Cable TV, once a dominant force in the television industry, is facing an uncertain future as streaming services disrupt traditional business models. Recent disputes between major players foreshadow the challenges ahead as companies walk a fine line between maintaining lucrative cable deals while also positioning themselves for the streaming era.
The tremors rocking cable TV were felt earlier this year in a standoff between Disney and Charter Communications, one of the largest cable providers. Charter CEO Chris Winfrey threatened to drop Disney channels, claiming they had diminishing value as Disney put more content on its streaming platforms. The two sides eventually struck a deal, but it signaled a new model going forward.
According to analysts, the most significant part of the Disney-Charter agreement was Disney offering discounted access to streaming services like Disney+ for Charter subscribers. "That's where everything is heading," said Alan Wolk, co-founder of media analyst firm TVREV. Bundling streaming with cable may become the norm as companies try to avoid tension with distributors.
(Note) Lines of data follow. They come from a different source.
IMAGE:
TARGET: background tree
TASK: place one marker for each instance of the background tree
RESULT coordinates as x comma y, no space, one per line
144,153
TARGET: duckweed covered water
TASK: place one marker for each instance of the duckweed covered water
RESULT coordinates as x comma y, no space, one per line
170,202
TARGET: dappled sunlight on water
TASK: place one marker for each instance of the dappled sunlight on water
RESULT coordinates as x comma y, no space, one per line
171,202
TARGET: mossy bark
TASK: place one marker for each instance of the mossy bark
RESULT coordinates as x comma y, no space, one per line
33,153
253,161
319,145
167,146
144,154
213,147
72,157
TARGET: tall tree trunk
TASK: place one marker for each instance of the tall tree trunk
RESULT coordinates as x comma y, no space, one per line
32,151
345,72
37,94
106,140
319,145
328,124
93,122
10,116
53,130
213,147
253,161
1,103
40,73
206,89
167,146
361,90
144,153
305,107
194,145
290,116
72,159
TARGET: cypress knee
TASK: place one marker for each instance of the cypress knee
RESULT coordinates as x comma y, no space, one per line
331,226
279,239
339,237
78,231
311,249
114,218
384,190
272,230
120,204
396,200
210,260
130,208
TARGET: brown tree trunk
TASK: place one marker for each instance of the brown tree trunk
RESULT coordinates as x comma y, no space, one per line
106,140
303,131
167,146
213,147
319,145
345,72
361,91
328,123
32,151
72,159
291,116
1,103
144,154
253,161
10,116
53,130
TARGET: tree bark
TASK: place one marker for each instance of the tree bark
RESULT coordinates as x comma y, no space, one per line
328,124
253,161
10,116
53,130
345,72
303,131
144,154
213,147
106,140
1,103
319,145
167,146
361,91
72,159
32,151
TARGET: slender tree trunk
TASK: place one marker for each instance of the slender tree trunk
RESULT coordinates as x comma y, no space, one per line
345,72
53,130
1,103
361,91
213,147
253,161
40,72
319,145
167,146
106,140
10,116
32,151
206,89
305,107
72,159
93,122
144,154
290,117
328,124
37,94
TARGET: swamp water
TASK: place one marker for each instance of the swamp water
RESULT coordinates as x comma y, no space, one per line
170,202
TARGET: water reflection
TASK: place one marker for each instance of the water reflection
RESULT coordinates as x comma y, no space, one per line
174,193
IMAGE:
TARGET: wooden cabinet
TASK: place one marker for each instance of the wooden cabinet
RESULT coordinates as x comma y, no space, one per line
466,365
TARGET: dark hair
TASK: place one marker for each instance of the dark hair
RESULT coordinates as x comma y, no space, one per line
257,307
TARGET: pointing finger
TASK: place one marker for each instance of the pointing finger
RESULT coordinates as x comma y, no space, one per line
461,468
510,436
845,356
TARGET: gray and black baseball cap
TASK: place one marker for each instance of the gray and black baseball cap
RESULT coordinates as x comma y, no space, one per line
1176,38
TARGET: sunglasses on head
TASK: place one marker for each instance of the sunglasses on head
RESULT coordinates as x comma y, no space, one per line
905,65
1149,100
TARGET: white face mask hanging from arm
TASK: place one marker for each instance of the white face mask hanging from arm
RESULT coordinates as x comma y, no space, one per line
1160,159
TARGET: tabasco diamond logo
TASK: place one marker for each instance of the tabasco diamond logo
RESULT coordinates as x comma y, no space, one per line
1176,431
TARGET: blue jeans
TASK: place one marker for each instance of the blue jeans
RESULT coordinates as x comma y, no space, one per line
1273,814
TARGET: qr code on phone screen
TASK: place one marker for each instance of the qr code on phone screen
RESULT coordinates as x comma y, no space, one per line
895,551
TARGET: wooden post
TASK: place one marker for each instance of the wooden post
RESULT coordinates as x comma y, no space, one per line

However, this model also means consumers would no longer pay twice for cable channels and streaming content from the same company. "The media companies were blatantly double-dipping," said analyst Craig Moffett. "Going forward, you're not going to be able to simultaneously charge the same customer twice for the same content."
The delicate balance was highlighted again this week as Warner Bros. Discovery launched CNN Max, which streams hours of CNN's cable programming. DirecTV, which pays substantial fees to carry CNN, warned this could violate their contract.
Wolk called Max a "very smart move" to recognize the value of news, sports and entertainment bundled together. But media companies must walk a fine line to develop streaming platforms without alienating cable partners.
According to Nielsen, broadcast and cable TV fell below 50% of total viewership for the first time in July, an all-time low highlighting the disruption caused by streaming. Yet, profitable cable deals still provide funding for streaming ambitions. For instance, Fox made $1.77 billion from carriage and retransmission fees last quarter.
"As we move to streaming, that's going away because there's nobody to pay them that," said Wolk. However, he estimates 30-40% of older viewers will hold onto cable for now. So the TV industry will remain lucrative, just not quite as profitable as its heyday.
Wolk summed it up as the difference between "insanely profitable and very profitable." While the future of cable TV is uncertain, it won't disappear overnight. But the emerging compromises between streaming and cable hint at the new equilibrium ahead for the television industry.